One of the highlights from APPFORUM 2015 was keynote speaker, Zach Shelby (pictured), VP of marketing, Internet of Things at ARM. ARM is a microprocessor technology company that runs on 95 percent of all mobile devices. Shelby wasted no time addressing Gartner’s claim that there will be 50 billion IoT devices by 2020. “We checked the numbers, and we believe it’s accurate,” he says. “There were 4 billion ARM embedded chips shipped in 2014 alone and that number is continuing to grow rapidly.”
Shelby shared three factors contributing to the IoT explosion:
- 32-bit low voltage microcontrollers. This technology can now be placed on just about any “asset,” turning even the dimple of a golf ball into an intelligent device that can be used to measure swing and ball velocity-related metrics. “The device is becoming the new app,” quipped Shelby.
- The cloud is ready. Zebra Technologies has made significant investments in this area, with the announcement of Zatar (www.zatar.com), its IoT platform, which is hosted in Amazon’s cloud. Philip Gerskovich, senior VP, new growth platforms, Zebra Technologies summarized Zatar best, comparing it to Facebook for devices. “In a similar way that Facebook creates an Avatar, which is a digital representation of a person, Zatar creates an Avatar of physical assets and gives them their own home page in the cloud,” he says. By doing this, Zatar is then able to take advantage of the cloud’s compute power and perform data analytics, which can then be turned into actionable information.
- Startups/young innovators have an advantage. Prior to 2006, there were only about 6 million software developers worldwide. In 2007, with the release of the iPhone followed by Android devices, that number skyrocketed, and today there are an estimated 25 million software developers worldwide and more than 1 million apps in the Apple and Android app stores alone. What’s interesting about this stat, says Shelby, is that as we move into the next phase of computing, IoT, innovation will escalate. “Gartner predicts that by 2018, about 50 percent of all IT solutions will come from startups,” he says. “Young innovators and new developers will play a big role in IoT’s future.” Shelby shared several examples of how looking at old challenges with a new set of eyes can make a difference. One example was a person who transformed the valet parking business after figuring out how to use technology to alert valet parkers to retrieve a vehicle before the customer was present. “It was a simple solution solved with a bar code and simple microprocessor, but it’s another example of the possibilities of how IoT is going to change the way companies do business,” said Shelby.
User experience is another topic that’s becoming closely associated with IoT. James Morley-Smith, senior manager of user experience design at Zebra Technologies talked about this during a panel discussion I moderated. “User experience isn’t just a neat idea or something that retailers need to think about,” he says. “The fact is that when workers are given tools that reflect the ease of use and workflows they’re used to with their personal devices, errors decrease and productivity increases.”

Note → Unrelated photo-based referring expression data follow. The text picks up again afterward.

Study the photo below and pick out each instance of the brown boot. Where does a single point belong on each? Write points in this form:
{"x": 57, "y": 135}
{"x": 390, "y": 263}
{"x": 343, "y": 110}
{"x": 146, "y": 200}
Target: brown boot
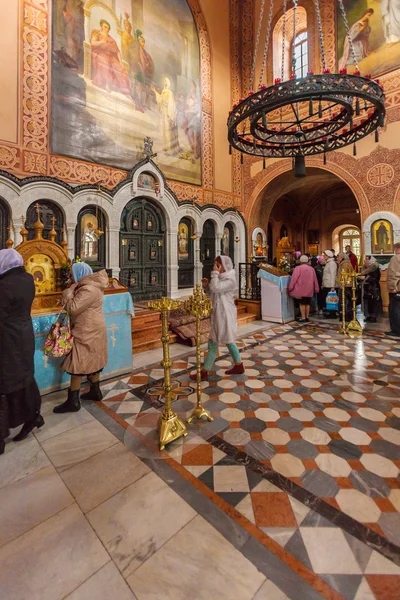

Zebra partner WaveLink echoed this same sentiment. For years, Wavelink has made a name for itself providing green-screen terminal emulation (TE) in warehouses and distribution centers. A couple of months ago, however, the company launched a major update to its TE service, replacing the old green courier font and blinking cursor with a UI that more closely resembles today’s smartphones. Zebra Technologies has rebranded the solution All-Touch Terminal Emulation. “It’s amazing how this changes workers’ perceptions about the technology they’re using to do their jobs and even about their company,” says Kelly Ungs, Wavelink’s senior director of worldwide channels. “There are currently 10 million traditional TE solutions in place. This represents a huge upgrade potential for the partners.”
As more devices become connected to networks, bandwidth is going to become more important than ever. Managed services provider and Zebra Technologies partner InDemand is poised to bridge this gap by combining its years of networking experience with ISP and carrier partnerships. “We understand the importance of security and being able to provide a predictable outcome at a predictable price,” says George Vrontas, VP of business development at InDemand. “We can help VARs and ISVs that don’t yet have the experience by providing consulting, implementation, and post-sales support.”
Zebra Technologies continues to make it clear that it’s taking the IoT/EAI trend very seriously, evidenced not only by its acquisition of Motorola Solutions’ Enterprise business nine months ago, but by the way it’s rolling out new solutions and services, bringing in key vendor partners to fill niche needs, and empowering the partners to get involved. And, that’s really the big question: are ISVs and other channel partners ready to make the move from traditional closed-loop AIDC to a world where things communicate with other things? As Zebra’s Leo Lowy put it so succinctly: “We’ve provided our partners with the tools, infrastructure, and support they need to make this work. We need them to bring their innovative ideas and work with us to solve customers’ business challenges in a whole new way.”